Sedef İnci 60’lı yılların tanınmış dansözlerinden. Siyah, düz uzun saçları var. Bazen o yılların Türk filmlerinde pavyon sahnelerinde görünür. Dayı yakışıklıca, çapkın ve hatta kulamparalığı da olduğu rivayet. Kısa sürede kadına âşık olur. Nişanlanırlar. Ve kıyamet kopar, aileye dansöz bir gelin nasıl gelir, diye. Aslında kimse de pek sorun etmez, kuzeni hariç: Küçük Abdullah. Adı gibi küçücük, incecik bir adam. Sanki üflesen yıkılacak; ama fena halde asabi. Son derece titiz; evdeki muslukları değiştirip ameliyathane musluklarından taktırmış, elini musluğa değdirmemek için. Galatasaray’da işlettiği bir kumarhanesi var. Kahvehane ama kumar oynatıyor. Dayıyla ortaklar. Küçük Abdullah nişanı duyunca çıldırıyor. Heyhat şans eseri o aralar birini vuruyor ve 1-2 yıl ceza alıyor. Böylece aradaki engel de kalkıyor... gibi görünüyor. Bu kez de dayı kararsız kalıyor, belki de Abdullah haklıdır diye. Ya da başka nedenlerle... Evliliği erteliyor. Erteliyor ama Sedef de salak değil. Siktiri çekiyor. Kavga ediyorlar. Akşamüzeri dayı epey bir içiyor, sonra Sedef’e gidip nişan yüzüğünü çıkarıp suratına fırlatıyor. Hikâyenin ilk bölümü burada bitiyor.

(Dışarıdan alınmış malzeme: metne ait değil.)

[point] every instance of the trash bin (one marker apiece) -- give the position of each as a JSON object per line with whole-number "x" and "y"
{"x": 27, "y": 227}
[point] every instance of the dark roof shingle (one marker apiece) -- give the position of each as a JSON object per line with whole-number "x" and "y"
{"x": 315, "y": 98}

Aradan zaman geçiyor, dayı hâlâ kadına âşık. Gidip özür diliyor, yalvarıyor, olmuyor. Aracılar gönderiyor, nafile. Sonunda ev ahalisinin kadınları çareyi buluyor: Büyü yaptıralım! Böyle şeylere inanmasa da başka çaresi olmadığı için dayı kabul ediyor. Gidiyorlar bir büyücüye. Bunu okuyor, üflüyor, kurşun döküyor büyücü ve kararını veriyor: Pişirilmemiş bir dilim ciğeri aynı anda bir kedi ve köpeğe vereceksiniz, onlar biraz yiyecek; kalanını da sen yiyeceksin. Sevdiğin sana hemen geri dönecek! Buluyorlar bir uyuz köpek sokaktan, bir de kedi. Önce köpeğin önüne koyuyorlar ciğeri, ardından kediyi getiriyorlar... Heyhat kedi kapıyor ciğeri, başlıyor koşmaya. Kovalıyorlar... Ciğer toz toprak içinde; güç bela yakalıyorlar. Bir kısmını bırakıp kalanını da dayıya yediriyorlar. Sonuç: Sedef geri dönmüyor. Dayı başlıyor içmeye. İçtikçe de dağıtmaya... İşte bu dağıtma döneminde Küçük Abdullah hapisten çıkıyor. Bakıyor ki adam hâlâ dansözün peşinde. Kumarhanede işler savsaklanmış. Kavga ediyorlar. Dayı buna küfredince, bu çıkarıyor silahı iki el sayıyor baldırına.
Öğle saati. Dayı eve geldi, sağ bacağı kan içinde. Pantolonunu çıkardılar, cebindeki bozukluklar yamulmuş. İki buçuk liradaki Atatürk kafasını öne uzatmış sanki ne oluyor burada der gibi.
Küçük Abdullah’la ölene dek konuşmadı, Sedef’ten de vazgeçti. 55 yaşında uyuşturucudan öldü.